“MARCH on,” wrote the Lebanese-American philosopher and poet Khalil Gibran, “and fear not the thorns, or the sharp stones on life’s path.” Thus did the pupils, staff and administrators of the institution named after him march through a storm of controversy and into the doors of the Khalil Gibran International Academy this week.
The school, which will teach Arabic as well as Middle Eastern history and culture and will inevitably discuss Islam, has been under scrutiny since the New York Department of Education announced its creation last February. Conservative commentators have muttered that it will be a training ground for terrorists. Many portrayed Debbie Almontaser, the school’s Yemeni-American principal, as an apologist for suicide-bombers after she insufficiently denounced an Arab women’s group that produces “Intifada NYC” T-shirts.
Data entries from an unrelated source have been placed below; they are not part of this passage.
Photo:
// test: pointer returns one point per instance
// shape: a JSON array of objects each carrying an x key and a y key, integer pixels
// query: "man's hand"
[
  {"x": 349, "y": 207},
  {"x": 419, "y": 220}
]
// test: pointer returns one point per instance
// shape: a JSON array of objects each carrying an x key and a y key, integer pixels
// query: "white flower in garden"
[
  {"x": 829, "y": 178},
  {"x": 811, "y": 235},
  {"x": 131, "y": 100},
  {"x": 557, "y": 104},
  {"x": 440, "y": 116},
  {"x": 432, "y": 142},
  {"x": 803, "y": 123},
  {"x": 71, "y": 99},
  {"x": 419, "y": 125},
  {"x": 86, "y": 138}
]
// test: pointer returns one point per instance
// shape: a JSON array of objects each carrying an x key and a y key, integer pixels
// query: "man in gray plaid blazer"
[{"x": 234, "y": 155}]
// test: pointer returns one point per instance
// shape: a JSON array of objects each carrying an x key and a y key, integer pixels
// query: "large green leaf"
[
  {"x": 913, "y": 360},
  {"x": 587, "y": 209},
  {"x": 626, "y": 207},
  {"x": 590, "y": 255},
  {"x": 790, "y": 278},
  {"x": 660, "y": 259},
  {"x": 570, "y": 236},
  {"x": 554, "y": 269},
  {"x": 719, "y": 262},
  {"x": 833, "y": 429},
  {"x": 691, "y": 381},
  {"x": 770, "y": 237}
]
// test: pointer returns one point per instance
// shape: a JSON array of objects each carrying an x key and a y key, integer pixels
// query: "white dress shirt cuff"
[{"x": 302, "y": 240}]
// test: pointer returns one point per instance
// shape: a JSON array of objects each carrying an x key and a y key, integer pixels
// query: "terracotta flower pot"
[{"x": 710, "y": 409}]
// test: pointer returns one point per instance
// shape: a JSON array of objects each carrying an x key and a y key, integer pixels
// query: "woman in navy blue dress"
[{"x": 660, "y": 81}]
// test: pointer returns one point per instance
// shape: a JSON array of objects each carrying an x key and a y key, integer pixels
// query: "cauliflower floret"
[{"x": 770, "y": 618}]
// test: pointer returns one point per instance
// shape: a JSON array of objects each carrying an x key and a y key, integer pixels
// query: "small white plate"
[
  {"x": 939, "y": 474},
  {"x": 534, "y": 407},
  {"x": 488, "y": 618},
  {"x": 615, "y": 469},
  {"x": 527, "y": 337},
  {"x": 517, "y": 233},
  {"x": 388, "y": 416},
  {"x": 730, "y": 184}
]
New Yorkers have offered a sympathetic ear to the doomsayers. The school was relocated in May as a result of opposition from the parents of students at the school that was meant, at first, to share its Brooklyn building with the Academy. Joel Klein, who is in charge of New York’s schools, considered delaying its opening by a year. And Ms Almontaser resigned last month after receiving only tepid support (“she’s certainly not a terrorist,” said Michael Bloomberg, the mayor). Mr Klein hastily named an interim principal—a non-Arabic-speaking Jewish woman—and New York’s first Arab-language public school opened as scheduled on September 4th.
Beefy security guards funnelled the pupils through a gauntlet of media and several dozen silent supporters. Opponents protested at City Hall, but at the academy the mood was buoyant. “This is our country, too,” said a beaming Najat Handou, a Moroccan-born Brooklynite, after dropping her son off for class.
New York operates nearly 70 dual-language public schools. They are gaining popularity across the country, particularly in the heavily-Hispanic South and south-west. But this school—like a Hebrew-language public school that is causing controversy in Florida—strikes at the American conviction that paying taxes to support religious teachings violates the separation of church and state. At the Gibran Academy, bits of Islam are probably unavoidable. But concerns that it will be an Islamist Trojan horse are probably unwarranted. The education department has repeatedly stated that if the school becomes a vehicle for religious indoctrination it will be closed. And it seems unlikely that much Islamic extremism will be taught at a school that is, after all, named after a Christian.